Britain’s oldest stone monuments built to follow Sun, Moon movements
The oldest ever stone monuments in Britain have been constructed according to the spatial movements of the Sun and Moon, more than 5,000 years back it is revealed now.
The monuments are Callanish and Stenness located in Scotland, said a recent research in the Journal of Archaeological Science.
It used an in-depth study of 2D and 3D technologies to recreate tests to prove the patterns of alignment of the standing stones.
“This research is finally proof that the ancient Britons connected the Earth to the sky with their earliest standing stones, and that this practice continued in the same way for 2,000 years,” Gail Higginbottom, Researcher at the University of Adelaide, was quoted as saying, reported IANS.
While examining the stone monuments in the Scotland Isles of Lewis, and Orkney), the researchers saw a concentration of alignments towards the Sun and Moon at different times of their cycles.
According to the researchers, there is a complex symmetry between the alignment of the stones, the surrounding landscape and horizon, and the movements of the Sun and the Moon across that landscape.

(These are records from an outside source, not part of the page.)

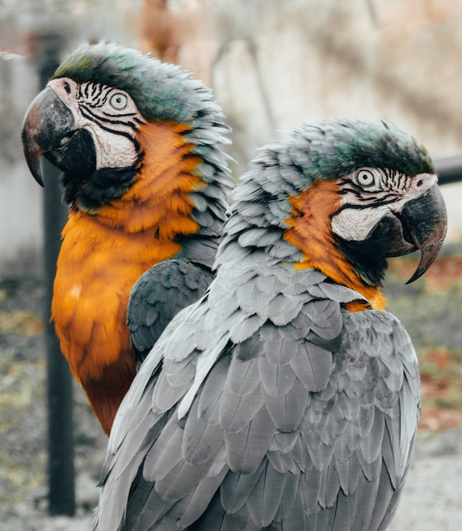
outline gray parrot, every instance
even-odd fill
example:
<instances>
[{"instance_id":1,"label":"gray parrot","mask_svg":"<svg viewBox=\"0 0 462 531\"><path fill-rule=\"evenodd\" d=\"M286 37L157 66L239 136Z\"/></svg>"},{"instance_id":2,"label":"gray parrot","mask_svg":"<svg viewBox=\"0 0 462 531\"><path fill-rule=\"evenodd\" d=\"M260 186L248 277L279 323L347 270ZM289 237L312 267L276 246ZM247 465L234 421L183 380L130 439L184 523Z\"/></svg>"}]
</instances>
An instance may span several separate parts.
<instances>
[{"instance_id":1,"label":"gray parrot","mask_svg":"<svg viewBox=\"0 0 462 531\"><path fill-rule=\"evenodd\" d=\"M205 294L117 414L99 531L377 531L414 453L417 359L384 309L387 258L436 257L446 214L395 126L303 124L234 194Z\"/></svg>"}]
</instances>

“These chosen surroundings would have influenced the way the Sun and Moon were seen, particularly in the timing of their rising and setting at special times, like when the Moon appears at its most northerly position on the horizon, which only happens every 18.6 years,” Higginbottom mentioned.
And 2,000 years later in Scotland, much simpler monuments were still being built that had at least one of the same astronomical alignments found at the great circles.
Examining sites in detail, it was found that about half the sites were surrounded by one landscape pattern and the other half by the complete reverse.
Researchers opine that people have erected these great monuments within the landscape and in relation to the astronomy they knew and invested a tremendous amount of effort and work to do so.